Epistulae IX, 6

Dag Calvisius

Al mijn vrije tijd heb ik doorgebracht in heerlijke rust tussen mijn schrijftabletten en geschriften. ? Hoe heb je dat voor mekaar gekregen in de stad ? ? vraag je. Wel, er waren toen juist circusspelen en dat soort van sensatie interesseert me van geen kanten. Je vindt er niets nieuws, niets afwisselends, niets waarvan het niet volstaat het éénmaal gezien te hebben.
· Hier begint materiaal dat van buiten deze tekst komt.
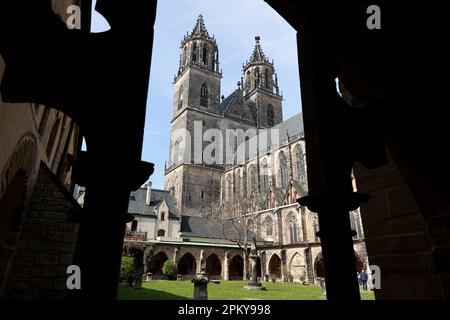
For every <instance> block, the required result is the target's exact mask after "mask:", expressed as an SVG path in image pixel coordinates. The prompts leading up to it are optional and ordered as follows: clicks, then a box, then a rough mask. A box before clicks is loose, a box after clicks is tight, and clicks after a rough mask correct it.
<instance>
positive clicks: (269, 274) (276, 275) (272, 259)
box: [269, 254, 281, 279]
mask: <svg viewBox="0 0 450 320" xmlns="http://www.w3.org/2000/svg"><path fill="white" fill-rule="evenodd" d="M269 276H270V277H274V278H277V279H280V278H281V259H280V257H279V256H278V255H277V254H273V255H272V257H271V258H270V261H269Z"/></svg>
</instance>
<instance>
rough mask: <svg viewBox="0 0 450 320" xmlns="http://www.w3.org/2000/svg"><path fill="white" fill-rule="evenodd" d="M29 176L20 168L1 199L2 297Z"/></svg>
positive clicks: (10, 182) (19, 229) (1, 284)
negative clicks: (27, 180) (18, 170)
mask: <svg viewBox="0 0 450 320" xmlns="http://www.w3.org/2000/svg"><path fill="white" fill-rule="evenodd" d="M26 184H27V177H26V174H25V172H24V171H22V170H20V171H19V172H18V173H17V174H16V175H15V176H14V177H13V178H12V180H11V181H10V182H9V184H8V185H7V187H6V189H5V193H4V194H3V197H2V198H1V200H0V297H1V295H2V293H3V288H4V286H5V284H6V281H7V279H8V273H9V271H10V269H11V266H12V262H13V259H14V254H15V249H16V243H17V238H18V234H19V230H20V226H21V224H22V218H23V211H24V206H25V201H26V192H27V185H26Z"/></svg>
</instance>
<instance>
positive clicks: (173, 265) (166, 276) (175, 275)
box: [162, 259, 177, 280]
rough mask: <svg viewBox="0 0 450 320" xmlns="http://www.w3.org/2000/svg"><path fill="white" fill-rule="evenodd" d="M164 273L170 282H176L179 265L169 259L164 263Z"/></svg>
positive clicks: (172, 260) (162, 271)
mask: <svg viewBox="0 0 450 320" xmlns="http://www.w3.org/2000/svg"><path fill="white" fill-rule="evenodd" d="M162 272H163V274H164V275H166V277H167V278H168V279H169V280H175V279H176V277H177V265H176V263H175V262H173V260H172V259H167V261H166V262H164V265H163V268H162Z"/></svg>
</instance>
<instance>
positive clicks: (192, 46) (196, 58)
mask: <svg viewBox="0 0 450 320" xmlns="http://www.w3.org/2000/svg"><path fill="white" fill-rule="evenodd" d="M192 63H197V43H196V42H194V43H193V44H192Z"/></svg>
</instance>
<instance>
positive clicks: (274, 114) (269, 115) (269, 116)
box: [267, 103, 275, 127]
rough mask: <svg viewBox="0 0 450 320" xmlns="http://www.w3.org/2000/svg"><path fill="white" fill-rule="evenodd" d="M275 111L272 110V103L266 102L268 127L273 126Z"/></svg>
mask: <svg viewBox="0 0 450 320" xmlns="http://www.w3.org/2000/svg"><path fill="white" fill-rule="evenodd" d="M274 118H275V112H274V110H273V105H272V104H270V103H269V104H268V105H267V125H268V126H269V127H273V126H274V125H275V120H274Z"/></svg>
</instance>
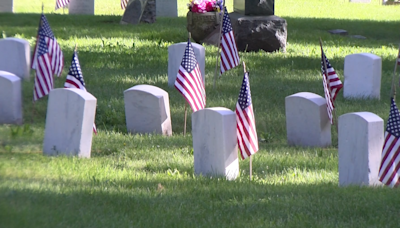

Des te meer verwonder ik me erover dat zoveel duizenden mannen op zo'n kinderlijke manier steeds weer willen toekijken op rennende paarden en mensen die op wagentjes staan. Als ze nu nog geboeid werden door de snelheid van de paarden of de behendigheid van de menners, dan zou er nog enig begrip voor hun liefhebberij zijn. Maar nu supporteren ze voor een gekleurde doek, van een lap stof houden zij en als in de wedstrijd zelf, in het heetst van de strijd, de menners de kleur van hun shirt zouden omwisselen, dan zal de publieke voorkeur en de ( verbale ) steun mee van kamp veranderen. Plots zullen ze die wagenmenners en die paarden, die ze al van ver herkennen, die ze bij naam aanmoedigen, in de steek laten. Zo'n invloed, zo'n gezag gaat uit van één armzalige tuniek ? ik zeg niet bij het gewone volk, dat nog waardelozer is dan de tuniek, maar zelfs bij enkele ernstige heren. Wanneer ik bedenk dat zij voor zoiets zinloos en waardeloos onafgebroken zo onverzadigbaar in het spel opgaan, dan vind ik er plezier in dat dit soort plezier niet aan mij besteed is. En gedurende deze dagen besteed ik mijn vrije tijd dolgraag aan literatuur, terwijl anderen die verdoen aan volkomen nutteloze activiteiten.